TL;DR
SILO-BENCH is a comprehensive benchmark testing multi-agent LLM systems' ability to coordinate and synthesize distributed information, revealing a fundamental reasoning gap that worsens with scale.
Contribution
Introduces SILO-BENCH, a novel benchmark with 30 tasks across communication levels, exposing coordination and reasoning limitations in multi-agent LLM systems.
Findings
Agents form task-appropriate topologies and exchange info effectively.
Fail to synthesize distributed info into correct answers during reasoning.

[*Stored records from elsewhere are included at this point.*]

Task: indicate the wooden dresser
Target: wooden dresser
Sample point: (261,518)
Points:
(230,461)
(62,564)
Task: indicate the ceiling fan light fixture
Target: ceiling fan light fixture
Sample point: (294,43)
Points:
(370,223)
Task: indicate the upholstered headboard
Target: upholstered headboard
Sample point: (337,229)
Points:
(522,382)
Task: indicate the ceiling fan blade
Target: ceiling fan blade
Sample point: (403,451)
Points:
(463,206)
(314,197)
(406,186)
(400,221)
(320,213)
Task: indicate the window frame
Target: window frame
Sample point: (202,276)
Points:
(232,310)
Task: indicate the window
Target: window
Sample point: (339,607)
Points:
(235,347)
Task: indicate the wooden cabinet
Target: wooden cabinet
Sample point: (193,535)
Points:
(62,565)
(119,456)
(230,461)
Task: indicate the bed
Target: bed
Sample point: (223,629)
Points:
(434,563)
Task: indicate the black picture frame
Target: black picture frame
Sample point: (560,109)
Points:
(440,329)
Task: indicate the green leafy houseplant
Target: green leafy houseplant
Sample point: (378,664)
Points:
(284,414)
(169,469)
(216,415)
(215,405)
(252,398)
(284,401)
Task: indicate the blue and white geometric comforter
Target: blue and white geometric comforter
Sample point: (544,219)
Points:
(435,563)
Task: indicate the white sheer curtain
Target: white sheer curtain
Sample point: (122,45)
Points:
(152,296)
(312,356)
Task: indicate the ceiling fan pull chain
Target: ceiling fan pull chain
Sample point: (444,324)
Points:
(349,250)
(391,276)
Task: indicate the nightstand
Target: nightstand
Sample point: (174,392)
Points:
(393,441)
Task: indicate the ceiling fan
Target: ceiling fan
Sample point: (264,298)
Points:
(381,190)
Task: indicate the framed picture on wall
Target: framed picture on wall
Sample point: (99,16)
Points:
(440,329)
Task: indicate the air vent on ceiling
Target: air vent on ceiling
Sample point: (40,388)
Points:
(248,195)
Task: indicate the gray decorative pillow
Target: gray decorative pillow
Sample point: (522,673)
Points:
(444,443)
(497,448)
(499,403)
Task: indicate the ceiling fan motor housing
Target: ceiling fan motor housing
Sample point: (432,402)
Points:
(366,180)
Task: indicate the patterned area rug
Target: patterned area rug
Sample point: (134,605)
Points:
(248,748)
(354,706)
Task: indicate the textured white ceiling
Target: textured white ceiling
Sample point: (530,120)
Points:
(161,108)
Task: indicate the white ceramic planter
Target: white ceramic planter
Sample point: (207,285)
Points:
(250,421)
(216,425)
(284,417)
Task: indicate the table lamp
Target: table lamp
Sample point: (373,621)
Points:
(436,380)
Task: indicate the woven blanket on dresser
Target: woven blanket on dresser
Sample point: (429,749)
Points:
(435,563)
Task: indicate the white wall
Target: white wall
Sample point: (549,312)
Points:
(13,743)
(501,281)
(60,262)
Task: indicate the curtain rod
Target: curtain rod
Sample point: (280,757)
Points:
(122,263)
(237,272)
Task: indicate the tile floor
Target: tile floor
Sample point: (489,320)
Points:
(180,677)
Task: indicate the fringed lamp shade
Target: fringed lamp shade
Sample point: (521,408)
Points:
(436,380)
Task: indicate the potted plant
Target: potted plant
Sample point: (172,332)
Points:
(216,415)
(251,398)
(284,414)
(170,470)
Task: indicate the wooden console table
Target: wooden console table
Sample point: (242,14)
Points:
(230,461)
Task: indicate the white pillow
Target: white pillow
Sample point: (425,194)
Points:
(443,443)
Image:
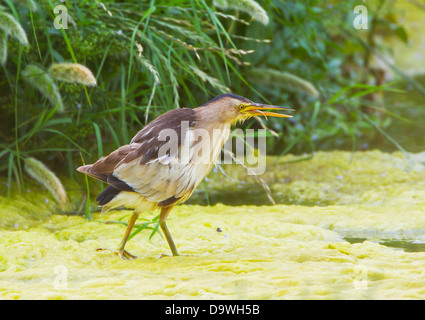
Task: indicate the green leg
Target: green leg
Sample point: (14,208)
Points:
(121,252)
(165,211)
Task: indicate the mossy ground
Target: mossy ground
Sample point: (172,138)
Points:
(296,249)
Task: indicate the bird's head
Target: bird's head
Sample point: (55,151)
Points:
(231,108)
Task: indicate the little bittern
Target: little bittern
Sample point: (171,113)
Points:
(164,163)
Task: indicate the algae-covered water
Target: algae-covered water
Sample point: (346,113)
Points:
(345,226)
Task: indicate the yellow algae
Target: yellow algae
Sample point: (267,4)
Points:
(293,250)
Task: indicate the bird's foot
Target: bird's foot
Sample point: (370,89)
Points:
(125,255)
(122,254)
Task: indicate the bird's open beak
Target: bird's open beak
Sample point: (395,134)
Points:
(257,109)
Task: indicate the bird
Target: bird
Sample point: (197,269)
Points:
(166,160)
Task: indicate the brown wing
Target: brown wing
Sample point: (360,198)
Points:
(135,167)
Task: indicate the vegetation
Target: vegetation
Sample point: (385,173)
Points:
(85,90)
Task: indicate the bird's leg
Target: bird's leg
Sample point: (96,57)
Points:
(165,211)
(121,252)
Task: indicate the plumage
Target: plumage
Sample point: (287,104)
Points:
(166,160)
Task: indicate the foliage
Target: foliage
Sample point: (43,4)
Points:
(151,56)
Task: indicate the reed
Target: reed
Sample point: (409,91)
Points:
(43,175)
(72,73)
(13,28)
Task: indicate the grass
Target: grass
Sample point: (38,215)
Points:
(147,57)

Coordination overhead increases with scale, negating parallelization benefits.
Abstract
Large language models are increasingly deployed in multi-agent systems to overcome context limitations by distributing information across agents. Yet whether agents can reliably compute with distributed information, rather than merely exchange it, remains an open question. We introduce SILO-BENCH, a role-agnostic benchmark of 30 algorithmic tasks across three communication complexity levels, evaluating 54 configurations over 1,620 experiments. Our experiments expose a fundamental Communication-Reasoning Gap: agents spontaneously form task-appropriate coordination topologies and exchange information actively, yet systematically fail to synthesize distributed state into correct answers. The failure is localized to the reasoning-integration stage where agents often acquire sufficient information but cannot integrate it. This coordination overhead compounds with scale, eventually…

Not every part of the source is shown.